Oracle Solaris systems offer two providers of cryptographic algorithms that are validated for FIPS 140-2 Level 1.
The Cryptographic Framework feature of Oracle Solaris is the central cryptographic store on an Oracle Solaris system and provides two FIPS 140 modules. The userland module supplies cryptography for applications that run in user space and the kernel module provides cryptography for kernel-level processes.

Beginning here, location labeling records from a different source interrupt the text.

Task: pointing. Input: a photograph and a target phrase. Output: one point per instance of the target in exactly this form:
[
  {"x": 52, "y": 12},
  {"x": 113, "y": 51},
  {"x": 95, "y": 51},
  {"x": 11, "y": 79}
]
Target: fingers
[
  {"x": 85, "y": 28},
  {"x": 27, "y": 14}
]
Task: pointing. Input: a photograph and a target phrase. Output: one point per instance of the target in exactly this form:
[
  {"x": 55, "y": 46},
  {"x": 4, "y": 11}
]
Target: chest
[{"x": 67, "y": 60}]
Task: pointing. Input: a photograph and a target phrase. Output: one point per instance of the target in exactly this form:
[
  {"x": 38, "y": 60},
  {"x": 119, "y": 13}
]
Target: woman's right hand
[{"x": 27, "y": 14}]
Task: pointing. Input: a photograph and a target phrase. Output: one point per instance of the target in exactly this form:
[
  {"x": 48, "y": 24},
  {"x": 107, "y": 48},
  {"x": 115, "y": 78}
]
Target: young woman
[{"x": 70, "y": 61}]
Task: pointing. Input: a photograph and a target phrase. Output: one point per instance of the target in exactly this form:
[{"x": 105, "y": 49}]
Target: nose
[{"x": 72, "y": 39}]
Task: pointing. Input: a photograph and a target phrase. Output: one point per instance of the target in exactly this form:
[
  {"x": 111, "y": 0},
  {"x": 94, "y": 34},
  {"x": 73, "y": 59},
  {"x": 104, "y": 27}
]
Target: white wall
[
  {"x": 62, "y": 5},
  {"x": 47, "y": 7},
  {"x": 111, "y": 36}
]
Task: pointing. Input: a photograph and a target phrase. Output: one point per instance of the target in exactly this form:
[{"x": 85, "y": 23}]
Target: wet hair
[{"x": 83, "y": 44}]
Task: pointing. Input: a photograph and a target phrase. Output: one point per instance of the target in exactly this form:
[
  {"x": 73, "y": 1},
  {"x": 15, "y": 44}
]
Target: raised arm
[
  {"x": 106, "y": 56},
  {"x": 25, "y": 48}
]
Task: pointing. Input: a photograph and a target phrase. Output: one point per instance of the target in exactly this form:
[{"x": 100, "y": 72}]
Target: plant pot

These library modules provide encryption, decryption, hashing, signature generation and verification, certificate generation and verification, and message authentication functions for applications. User-level applications that call into these modules run in FIPS 140 mode, for example, the passwd command and IKEv2. Kernel-level consumers, for example Kerberos and IPsec, use proprietary APIs to call into the kernel Cryptographic Framework.
The OpenSSL object module provides cryptography for SSH and web applications.
OpenSSL is the Open Source toolkit for the Secure Sockets Layer (SSL v2/v3) and Transport Layer Security (TLS v1) protocols, and provides a cryptography library. In Oracle Solaris, SSH and the Apache Web Server are consumers of the OpenSSL FIPS 140 module.
Oracle Solaris ships a FIPS 140 version of OpenSSL with Oracle Solaris 11.2 that is available to all consumers but the version shipped with Oracle Solaris 11.1 is available to Solaris SSH only.
Because FIPS 140-2 provider modules are CPU intensive, they are not enabled by default. As the administrator, you are responsible for enabling the providers in FIPS 140 mode and configuring consumers.